Zachary Gauge, European Research Analyst, at UBS Asset Management, explains:
“We have long publicized concerns over the business model of that particular company, which were ultimately mirrored by equity investors in 2019. But developments since the failed IPO suggest that the risk of defaults within their existing leased portfolio are relatively minor.
“The company still has powerful financial backers, and with the largest now taking an 80% stake in the business we have seen a clear shift away from the ambitious growth projects and a focus back on the core business. This essentially involves making the existing serviced office portfolio more efficient and profitable. And it is important to remember that this entire business model rests on the company being able to do deals with landlords for office space across the world. Should the company default on any of their existing lease obligations they would immediately lose all credibility with landlords and make it extremely difficult, if not impossible, to acquire future space with the business in its current form.”

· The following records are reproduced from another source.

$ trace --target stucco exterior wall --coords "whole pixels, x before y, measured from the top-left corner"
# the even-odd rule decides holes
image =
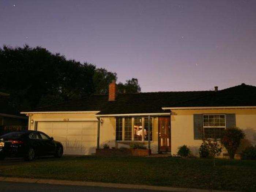
[[[248,145],[256,144],[256,109],[173,110],[171,115],[172,154],[176,154],[178,147],[185,144],[193,155],[199,155],[202,141],[194,139],[193,114],[225,113],[236,114],[236,127],[242,129],[246,135],[238,153]]]
[[[102,117],[103,123],[101,124],[100,128],[99,144],[100,147],[102,148],[105,144],[107,144],[111,148],[129,148],[129,144],[132,142],[116,141],[116,118],[114,117]],[[153,117],[153,129],[152,132],[153,141],[150,143],[150,148],[152,153],[158,153],[158,119],[157,117]],[[145,147],[147,148],[148,143],[136,141],[134,142],[143,143]]]

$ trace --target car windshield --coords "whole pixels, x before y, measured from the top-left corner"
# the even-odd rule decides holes
[[[25,134],[25,133],[24,132],[12,132],[2,135],[1,137],[18,138]]]

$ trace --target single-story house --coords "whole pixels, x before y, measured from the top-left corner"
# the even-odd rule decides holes
[[[61,142],[65,154],[88,155],[105,144],[143,143],[152,153],[177,154],[184,144],[198,155],[202,138],[218,138],[228,128],[242,129],[256,144],[256,87],[244,83],[221,90],[117,94],[41,107],[22,113],[29,129]]]
[[[27,129],[28,118],[21,115],[10,103],[10,94],[0,92],[0,135]]]

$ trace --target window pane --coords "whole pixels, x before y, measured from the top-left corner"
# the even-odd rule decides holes
[[[121,141],[123,135],[123,118],[117,117],[116,120],[116,140]]]
[[[124,140],[132,140],[132,118],[124,118]]]
[[[134,117],[133,134],[135,141],[142,140],[142,118]]]
[[[153,118],[150,118],[150,140],[152,139],[152,122],[153,122]],[[145,117],[144,118],[144,140],[148,140],[148,118]]]

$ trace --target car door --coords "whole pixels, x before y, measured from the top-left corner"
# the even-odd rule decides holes
[[[42,142],[42,150],[45,155],[52,155],[55,152],[55,144],[53,140],[46,134],[38,132]]]
[[[33,132],[29,135],[29,138],[30,139],[30,145],[35,151],[37,155],[38,156],[44,155],[43,151],[42,150],[42,140],[41,136],[39,133],[37,132]]]

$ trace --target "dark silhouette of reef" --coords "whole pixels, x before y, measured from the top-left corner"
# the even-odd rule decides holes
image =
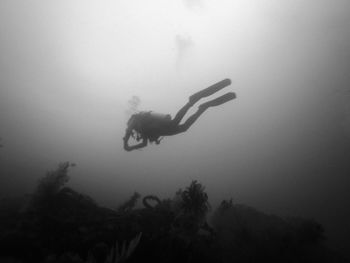
[[[135,192],[118,209],[66,187],[69,162],[35,192],[0,204],[1,262],[348,262],[313,220],[266,215],[231,200],[211,207],[197,181],[173,198]]]

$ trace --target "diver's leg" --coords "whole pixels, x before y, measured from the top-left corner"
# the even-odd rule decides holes
[[[215,83],[214,85],[211,85],[208,88],[205,88],[205,89],[193,94],[192,96],[190,96],[190,102],[192,102],[194,104],[198,100],[200,100],[201,98],[208,97],[208,96],[218,92],[219,90],[227,87],[228,85],[231,85],[230,79],[224,79],[222,81],[219,81],[219,82]]]
[[[192,124],[199,118],[199,116],[202,115],[203,112],[205,112],[207,108],[205,107],[198,108],[196,113],[191,115],[183,124],[173,126],[172,130],[166,135],[175,135],[175,134],[187,131],[188,128],[192,126]]]
[[[219,106],[221,104],[224,104],[226,102],[229,102],[230,100],[233,100],[236,98],[236,94],[234,92],[228,92],[216,99],[207,101],[201,105],[199,105],[199,108],[209,108],[209,107],[214,107],[214,106]]]
[[[187,111],[201,98],[208,97],[215,92],[218,92],[219,90],[225,88],[226,86],[231,84],[230,79],[224,79],[222,81],[219,81],[215,83],[214,85],[211,85],[208,88],[205,88],[189,97],[189,102],[186,103],[185,106],[183,106],[178,113],[176,114],[175,118],[172,120],[174,125],[178,125],[182,118],[185,116]]]
[[[198,110],[196,113],[194,113],[192,116],[190,116],[183,124],[181,125],[174,125],[172,127],[172,131],[166,135],[174,135],[181,132],[185,132],[192,126],[193,123],[205,112],[209,107],[219,106],[221,104],[224,104],[230,100],[233,100],[236,98],[236,94],[233,92],[228,92],[214,100],[205,102],[201,105],[199,105]]]
[[[185,106],[183,106],[175,115],[175,118],[171,121],[172,124],[178,125],[180,123],[180,121],[182,120],[182,118],[185,116],[185,114],[187,113],[187,111],[193,106],[193,103],[191,102],[187,102]]]

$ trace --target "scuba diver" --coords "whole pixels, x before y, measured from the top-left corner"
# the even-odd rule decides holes
[[[224,79],[206,89],[203,89],[189,97],[189,101],[183,106],[175,118],[171,118],[169,114],[159,114],[152,111],[141,111],[133,114],[125,131],[124,149],[132,151],[147,146],[148,141],[159,144],[163,136],[175,135],[188,130],[189,127],[205,112],[209,107],[214,107],[226,103],[236,98],[236,94],[228,92],[216,99],[210,100],[198,106],[197,112],[190,116],[183,124],[180,121],[185,116],[187,111],[201,98],[208,97],[219,90],[231,84],[230,79]],[[130,146],[128,141],[130,137],[136,141],[142,140],[141,143]]]

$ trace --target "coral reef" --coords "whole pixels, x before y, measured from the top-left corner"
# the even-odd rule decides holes
[[[232,199],[208,217],[197,181],[173,198],[145,196],[144,208],[136,208],[135,192],[116,211],[67,187],[70,167],[47,172],[26,205],[28,198],[0,203],[1,262],[348,262],[324,245],[313,220],[266,215]]]

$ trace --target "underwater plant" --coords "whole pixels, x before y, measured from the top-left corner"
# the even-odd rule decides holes
[[[192,181],[181,193],[181,208],[185,213],[191,213],[198,217],[205,217],[210,210],[208,195],[205,188],[196,180]]]
[[[129,242],[129,244],[126,244],[126,241],[124,240],[121,246],[119,246],[117,241],[115,245],[112,247],[112,249],[109,251],[109,254],[107,255],[104,263],[125,262],[131,256],[131,254],[135,251],[136,247],[140,243],[141,236],[142,236],[142,232],[140,232],[135,238],[133,238]],[[89,252],[86,263],[96,263],[96,262],[97,261],[93,253]]]

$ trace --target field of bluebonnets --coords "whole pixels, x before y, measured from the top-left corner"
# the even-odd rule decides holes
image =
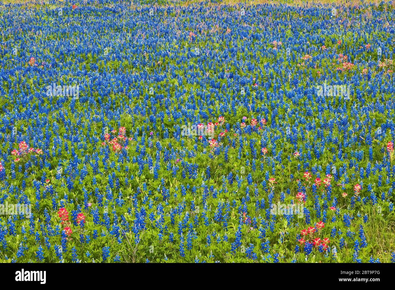
[[[0,8],[0,259],[395,262],[393,2]]]

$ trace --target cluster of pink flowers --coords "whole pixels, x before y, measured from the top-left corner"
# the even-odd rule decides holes
[[[117,133],[117,130],[114,130],[111,131],[111,132],[114,134]],[[124,147],[123,144],[126,140],[126,137],[125,136],[126,133],[126,129],[124,127],[120,127],[118,128],[118,136],[115,136],[110,141],[110,138],[111,135],[108,133],[104,134],[104,142],[102,142],[102,145],[105,145],[106,143],[111,146],[113,151],[120,151]],[[131,140],[131,137],[128,138],[129,141]],[[128,149],[128,146],[125,146],[125,149]]]
[[[28,149],[28,146],[24,141],[19,142],[18,146],[19,150],[14,149],[11,151],[11,155],[18,156],[14,160],[15,162],[18,162],[20,161],[21,158],[23,158],[30,154],[34,154],[36,155],[41,155],[43,154],[43,151],[38,148],[35,149],[32,147],[30,147]]]

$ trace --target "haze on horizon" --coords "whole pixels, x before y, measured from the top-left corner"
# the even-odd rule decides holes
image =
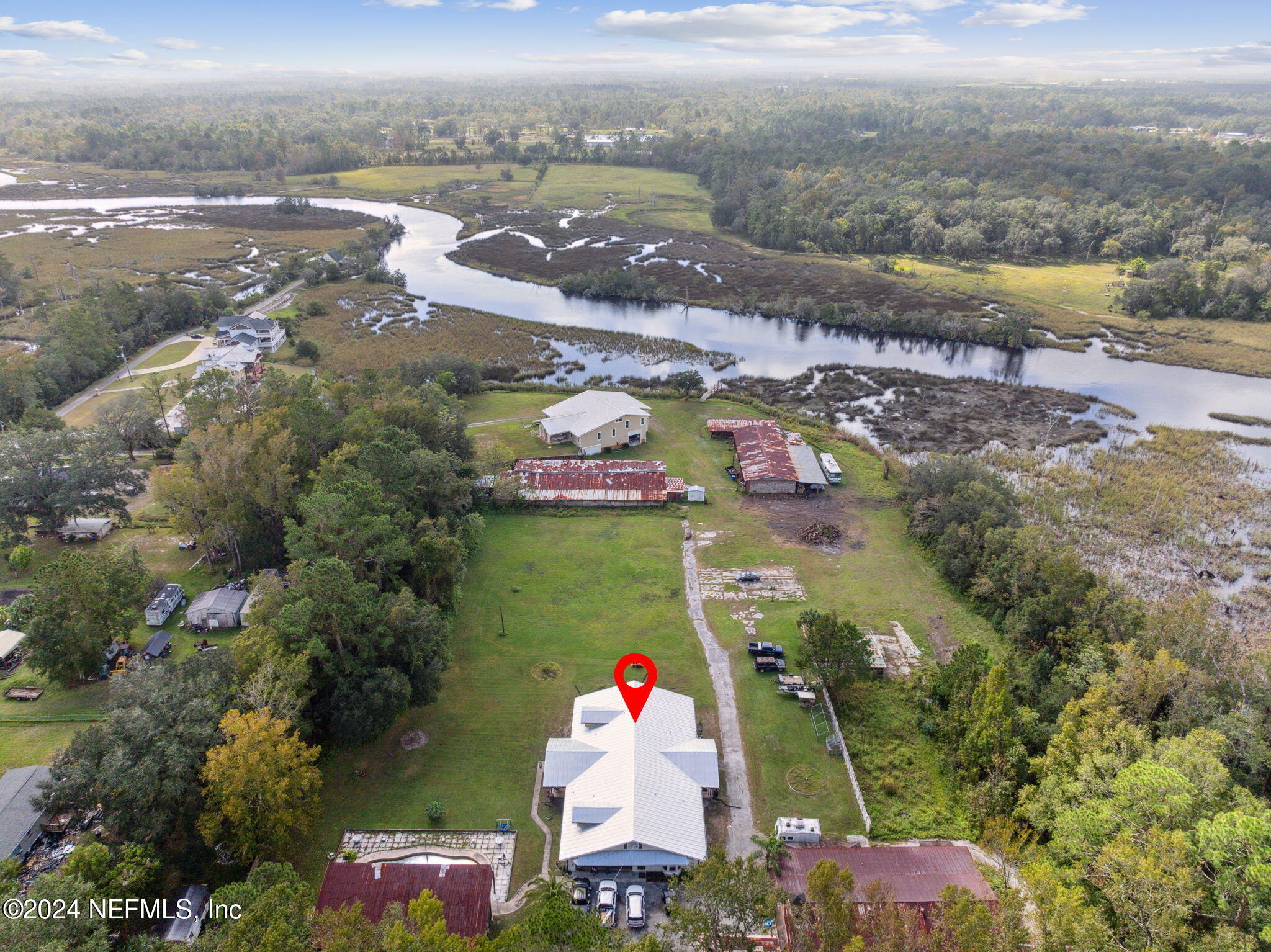
[[[0,8],[0,88],[473,74],[1271,79],[1257,0],[158,0]]]

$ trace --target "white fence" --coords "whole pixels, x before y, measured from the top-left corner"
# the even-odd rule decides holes
[[[848,745],[843,740],[843,731],[839,730],[839,716],[834,711],[834,702],[830,700],[830,691],[822,690],[821,695],[825,698],[825,711],[830,716],[830,723],[834,726],[834,736],[839,738],[839,746],[843,749],[843,763],[848,765],[848,779],[852,780],[852,792],[857,797],[857,806],[860,808],[860,817],[866,822],[866,835],[868,835],[873,821],[869,819],[869,811],[866,810],[866,798],[860,796],[860,784],[857,782],[857,769],[852,766],[852,755],[848,754]]]

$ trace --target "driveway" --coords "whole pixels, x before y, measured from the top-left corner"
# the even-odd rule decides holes
[[[724,852],[730,859],[755,852],[751,835],[755,833],[755,815],[750,807],[750,774],[746,772],[746,752],[741,745],[741,722],[737,718],[737,694],[732,686],[732,666],[728,652],[707,624],[702,610],[702,582],[698,580],[697,544],[688,520],[684,526],[683,561],[684,594],[689,605],[689,619],[707,653],[710,684],[714,685],[716,704],[719,711],[719,746],[723,755],[723,775],[728,792],[728,841]]]

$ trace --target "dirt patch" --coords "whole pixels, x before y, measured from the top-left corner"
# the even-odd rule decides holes
[[[896,367],[820,365],[788,380],[736,377],[727,391],[864,426],[878,442],[905,452],[969,451],[994,440],[1017,449],[1066,446],[1108,432],[1094,419],[1075,418],[1099,403],[1093,397]]]
[[[927,619],[927,639],[932,643],[932,653],[942,665],[947,665],[961,643],[949,634],[944,615],[930,615]]]
[[[411,731],[409,733],[403,733],[398,737],[398,745],[402,750],[418,750],[428,742],[428,735],[423,731]]]
[[[530,669],[530,676],[535,681],[552,681],[561,676],[561,670],[555,661],[540,661]]]
[[[805,797],[815,797],[824,793],[829,783],[825,774],[807,764],[794,764],[794,766],[785,772],[785,785],[794,791],[794,793]]]
[[[846,507],[845,494],[834,489],[817,496],[746,496],[741,507],[761,512],[768,527],[783,543],[838,555],[844,549],[860,549],[866,544],[864,527]],[[833,543],[810,545],[803,531],[812,522],[836,525],[841,533]]]
[[[801,297],[816,304],[862,301],[871,308],[890,306],[899,311],[974,310],[962,297],[942,296],[911,282],[765,252],[695,231],[606,216],[574,219],[569,228],[562,229],[559,217],[487,215],[482,220],[486,229],[507,226],[510,230],[469,241],[450,257],[461,264],[539,283],[558,283],[568,275],[585,271],[627,267],[628,259],[634,257],[634,267],[671,289],[677,299],[735,310],[754,310],[760,301]],[[544,247],[540,248],[539,241]]]

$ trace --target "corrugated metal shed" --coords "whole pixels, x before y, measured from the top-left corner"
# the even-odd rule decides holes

WeWork has been a major contributor to occupational demand in Central London over the past five years, and more recently in the regional markets. But with their expansion plans on hold, there will inevitably be an impact on take-up levels in the short term.
UBS also expects to see a growing caution in 2020 among landlords in leasing space to serviced office occupiers in general, which will ultimately act as a constraint on demand levels. However, with supply in many markets hovering around record lows and limited development activity coming through, UBS still has a moderately positive outlook for average rental growth in 2020, with prime expected to see stronger growth across the main markets.
Zachary Gauge added:
“One of the clear investment trends from 2019 was a continuation of the shift towards the non-traditional asset classes, with the share of investment volume rising to 44% of the total and comfortably a new record high. And with these non-traditional sectors generally ranking very highly in the investor preference survey, 2020 will see a continuation of this trend. However, yields for the long-income structured alternatives have been driven down to very low levels, partly in response to the strong demand for income security in an uncertain environment and against a backdrop of record low-interest rates.”